地元自治体による捕獲が1993年に始まり、環境庁(当時)も事業調査などを経て2000年から本格的な駆除作業を展開。05年6月施行の外来生物法でマングースが特定外来生物に指定されたことを受けAMBが発足すると、同省から防除事業を受託する一般財団法人自然環境研究センターのプロジェクト専門職員として全国各地から集った12人が雇用された。

 

森の中に定着したマングースを捕獲するため、活動はわなを設置する道づくりから始まった。メンバーは事務所で地図を広げ、古い林道や尾根沿いに深い森の中へ。険しい地形や暑さ、ハブやハチなどの危険生物に悩まされながらも「わなルート」と呼ぶ道を切り開いた。

 

当初、マングース用のわなは存在せず、既存のイタチわなを改良して使用。試行錯誤を繰り返してさらに改良を重ね、奄美大島の環境に対応したわなを開発した。07年には海外先進地を参考に探索犬も導入し、捕獲数が300匹を下回った11年度以降は特に探索犬の発見による捕獲が大きな効果を発揮した。捕獲作業と並行して地元の児童生徒や住民らへの教育活動にも力を入れた。

 

結成から24年10月末までに、全国各地から延べ124人がメンバーとして活躍。
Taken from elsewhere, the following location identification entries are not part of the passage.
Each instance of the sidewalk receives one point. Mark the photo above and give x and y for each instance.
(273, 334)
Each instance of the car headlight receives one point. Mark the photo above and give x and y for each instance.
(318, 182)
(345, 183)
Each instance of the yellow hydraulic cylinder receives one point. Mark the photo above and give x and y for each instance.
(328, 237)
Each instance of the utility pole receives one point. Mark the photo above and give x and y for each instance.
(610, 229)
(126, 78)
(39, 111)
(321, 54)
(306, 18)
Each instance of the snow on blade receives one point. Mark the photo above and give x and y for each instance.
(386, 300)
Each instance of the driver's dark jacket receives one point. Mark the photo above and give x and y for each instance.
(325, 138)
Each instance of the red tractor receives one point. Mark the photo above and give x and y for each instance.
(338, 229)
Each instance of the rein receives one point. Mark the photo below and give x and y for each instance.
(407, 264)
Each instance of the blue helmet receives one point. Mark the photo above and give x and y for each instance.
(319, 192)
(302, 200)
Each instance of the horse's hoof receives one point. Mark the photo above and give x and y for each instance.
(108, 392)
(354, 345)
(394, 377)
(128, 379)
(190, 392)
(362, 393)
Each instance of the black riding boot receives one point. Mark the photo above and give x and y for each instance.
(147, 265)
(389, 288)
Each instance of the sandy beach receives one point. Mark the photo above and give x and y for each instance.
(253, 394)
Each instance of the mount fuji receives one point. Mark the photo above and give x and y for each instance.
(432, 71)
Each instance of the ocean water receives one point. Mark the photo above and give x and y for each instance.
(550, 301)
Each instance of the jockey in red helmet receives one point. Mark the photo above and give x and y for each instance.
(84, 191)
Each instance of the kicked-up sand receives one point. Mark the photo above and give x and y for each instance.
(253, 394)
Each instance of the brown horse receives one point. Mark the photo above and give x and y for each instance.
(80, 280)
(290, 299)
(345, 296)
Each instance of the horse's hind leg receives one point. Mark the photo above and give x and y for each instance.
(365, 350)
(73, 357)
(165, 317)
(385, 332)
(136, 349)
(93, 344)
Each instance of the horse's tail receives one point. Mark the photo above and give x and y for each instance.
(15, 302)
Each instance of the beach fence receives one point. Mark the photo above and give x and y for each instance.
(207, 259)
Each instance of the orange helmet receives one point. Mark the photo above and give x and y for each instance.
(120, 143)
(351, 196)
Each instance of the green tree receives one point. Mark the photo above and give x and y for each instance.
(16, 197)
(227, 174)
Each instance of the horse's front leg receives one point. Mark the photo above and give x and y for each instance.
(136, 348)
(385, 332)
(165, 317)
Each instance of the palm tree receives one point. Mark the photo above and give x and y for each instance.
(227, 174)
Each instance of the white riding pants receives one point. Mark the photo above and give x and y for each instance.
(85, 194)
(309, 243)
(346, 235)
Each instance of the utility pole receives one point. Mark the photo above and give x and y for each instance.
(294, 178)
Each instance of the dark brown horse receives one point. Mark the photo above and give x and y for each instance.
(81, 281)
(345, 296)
現在も8人が在籍し、森の中のわなの撤去作業に従事している。また、初期メンバーの一人は相棒の探索犬と共に沖縄へ移住してやんばる(沖縄島北部)でマングース防除に取り組むなど、長年の経験と専門知識を生かした活動が広がっている。

 

マングースの根絶宣言後も、防除事業は完了していない。今後も再侵入と別の外来種侵入への備えを進めるほか、モニタリング調査のためにこれまでバスターズが管理してきた自動撮影カメラも継続するという。山中の記録は在来種の回復状況を確認するためにも重要な資料で、関係者は保全や生態研究などへの活用を期待している。

 

自然研究センター奄美大島事務所の松田維所長(55)は「メンバー一人一人が島の自然を元に戻そうと真剣に取り組んできた。マングースの根絶達成の要因は、とにかく人材に恵まれたということに尽きる。この先も沖縄からの再侵入などに警戒しながら迅速に対応していく」と語った。